The actuarial valuations are available here http://www.hrmpensionplan.ca/index.php/about/plan-information/actuarial-valuation/
The full list of participating employers is available here : https://www.halifax.ca/sites/default/files/documents/city-hall/budget-finances/Consolidated%20Financial%20Statements%20Year%20ended%20March%2031%2C%202018.pdf (see page9)
I believe the implication of your original letter was to show that HRM’s hiring of full time employees was growing at an unsustainable rate. Is this mea culpa a repudiation of that? If it is please just say that.

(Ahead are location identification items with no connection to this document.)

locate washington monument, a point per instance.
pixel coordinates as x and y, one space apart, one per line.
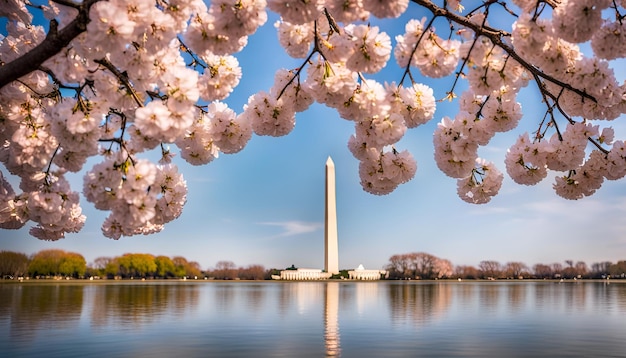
331 254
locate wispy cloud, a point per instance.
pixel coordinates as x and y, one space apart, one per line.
292 228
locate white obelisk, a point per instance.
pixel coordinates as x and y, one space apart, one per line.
331 254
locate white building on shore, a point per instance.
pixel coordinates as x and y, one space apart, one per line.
331 252
360 273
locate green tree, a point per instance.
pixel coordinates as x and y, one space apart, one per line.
185 268
45 263
57 262
13 264
72 264
164 267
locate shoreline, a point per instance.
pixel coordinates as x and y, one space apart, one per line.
199 281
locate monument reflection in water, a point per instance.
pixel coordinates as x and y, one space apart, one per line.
312 319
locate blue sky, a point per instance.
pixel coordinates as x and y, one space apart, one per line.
265 205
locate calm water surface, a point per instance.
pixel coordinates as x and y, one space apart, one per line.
313 319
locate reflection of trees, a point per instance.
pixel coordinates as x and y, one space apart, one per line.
561 296
138 304
36 305
418 303
255 297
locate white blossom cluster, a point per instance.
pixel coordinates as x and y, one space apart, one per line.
147 74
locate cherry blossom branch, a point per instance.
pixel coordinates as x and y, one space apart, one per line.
54 42
495 36
123 78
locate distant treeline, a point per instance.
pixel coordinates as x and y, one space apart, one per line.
59 263
417 265
421 265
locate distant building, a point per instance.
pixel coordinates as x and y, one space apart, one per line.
331 251
360 273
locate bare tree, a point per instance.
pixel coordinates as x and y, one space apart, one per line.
515 269
543 271
490 269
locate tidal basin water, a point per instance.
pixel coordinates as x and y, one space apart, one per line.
313 319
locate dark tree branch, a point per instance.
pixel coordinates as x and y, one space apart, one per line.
54 42
495 36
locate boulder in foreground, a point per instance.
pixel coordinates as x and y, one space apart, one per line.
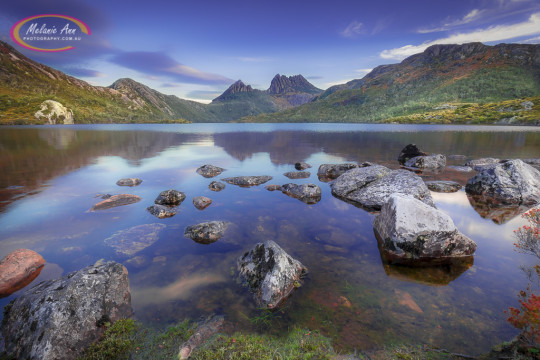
270 273
413 233
58 319
18 269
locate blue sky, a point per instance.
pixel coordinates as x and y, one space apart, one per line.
196 49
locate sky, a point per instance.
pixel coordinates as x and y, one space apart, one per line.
197 49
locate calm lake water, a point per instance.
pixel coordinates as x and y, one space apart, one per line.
50 177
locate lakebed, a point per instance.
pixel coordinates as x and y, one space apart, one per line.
52 176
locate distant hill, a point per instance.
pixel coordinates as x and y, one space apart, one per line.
451 75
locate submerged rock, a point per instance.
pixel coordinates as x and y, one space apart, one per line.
116 200
18 269
248 180
370 187
162 211
170 197
130 241
301 166
413 233
410 151
201 202
216 186
209 171
297 174
328 172
129 182
203 332
58 319
511 182
207 232
427 162
443 186
270 273
307 193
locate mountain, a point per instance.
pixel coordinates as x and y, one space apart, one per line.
459 75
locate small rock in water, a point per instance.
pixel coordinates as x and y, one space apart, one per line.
201 202
129 182
216 186
410 151
248 180
271 273
307 193
170 197
443 186
298 174
18 269
209 171
207 232
161 211
116 200
301 166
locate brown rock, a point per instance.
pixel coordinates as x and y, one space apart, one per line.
116 200
18 269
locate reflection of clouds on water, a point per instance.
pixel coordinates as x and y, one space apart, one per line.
181 289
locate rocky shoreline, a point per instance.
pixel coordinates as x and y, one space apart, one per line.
59 318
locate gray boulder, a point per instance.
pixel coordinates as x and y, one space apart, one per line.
328 172
170 197
307 193
371 186
413 233
130 241
58 319
216 186
161 211
511 182
270 273
410 151
297 174
207 232
209 171
443 186
129 182
301 166
427 162
246 181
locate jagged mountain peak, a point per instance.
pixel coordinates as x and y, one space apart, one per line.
282 84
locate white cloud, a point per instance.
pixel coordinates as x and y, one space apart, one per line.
470 17
352 30
493 33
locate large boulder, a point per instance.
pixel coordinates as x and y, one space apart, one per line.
370 187
410 151
170 198
54 112
328 172
18 269
116 200
510 182
413 233
307 193
209 171
270 273
427 162
246 181
58 319
207 232
130 241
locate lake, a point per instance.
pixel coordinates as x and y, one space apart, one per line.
52 175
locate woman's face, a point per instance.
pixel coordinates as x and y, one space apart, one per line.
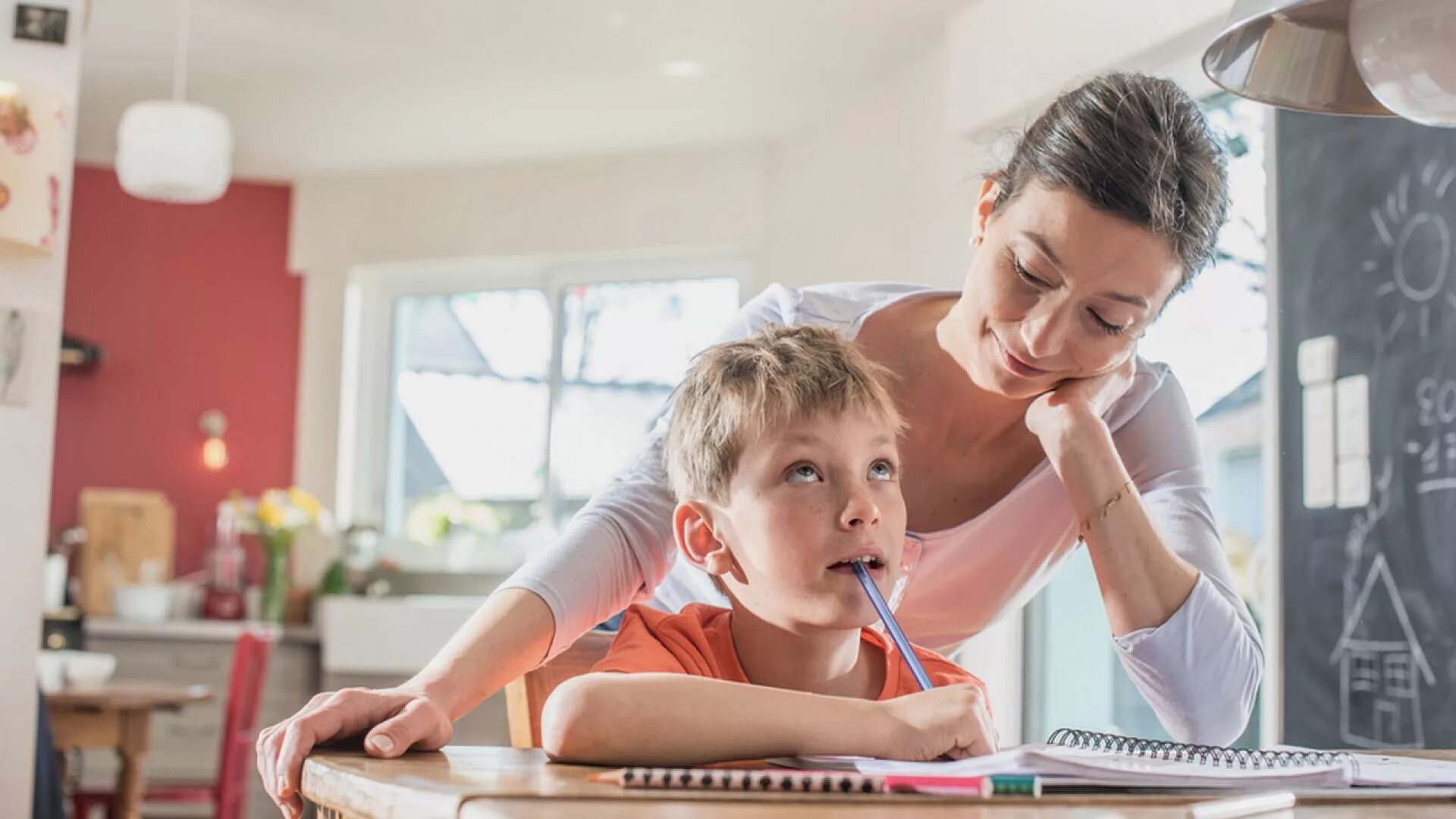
1057 290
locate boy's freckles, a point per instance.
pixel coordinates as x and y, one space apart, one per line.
805 499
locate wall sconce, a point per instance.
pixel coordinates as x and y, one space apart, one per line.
33 159
215 449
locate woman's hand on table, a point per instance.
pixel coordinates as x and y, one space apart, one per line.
952 722
397 720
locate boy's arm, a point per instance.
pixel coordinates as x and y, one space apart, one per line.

Seems like a cautionary tale for those who tout citizen journalism.
I think the fundamental problem is that our urban areas are effectively inaccessible from most of the city except by car. I’ve done the whole “intermodal” transit thing before, when I had a “free” student bus pass – driving to one of the hubs with lots of parking and bus routes and getting a bus to my destination on the peninsula. It is awful and time consuming, and if you actually have to decide whether or not to pay for a transit pass or tickets not much cheaper than getting downtown parking. The areas with lots of bus routes and parking – for instance, the mall with a Sobeys in Bedford Basin, the Clayton park mall, and so on also don’t have the parking capacity for more than a few hundred people each to do this.
Ultimately we have built our cities for cars, not people, something that won’t be easily remedied.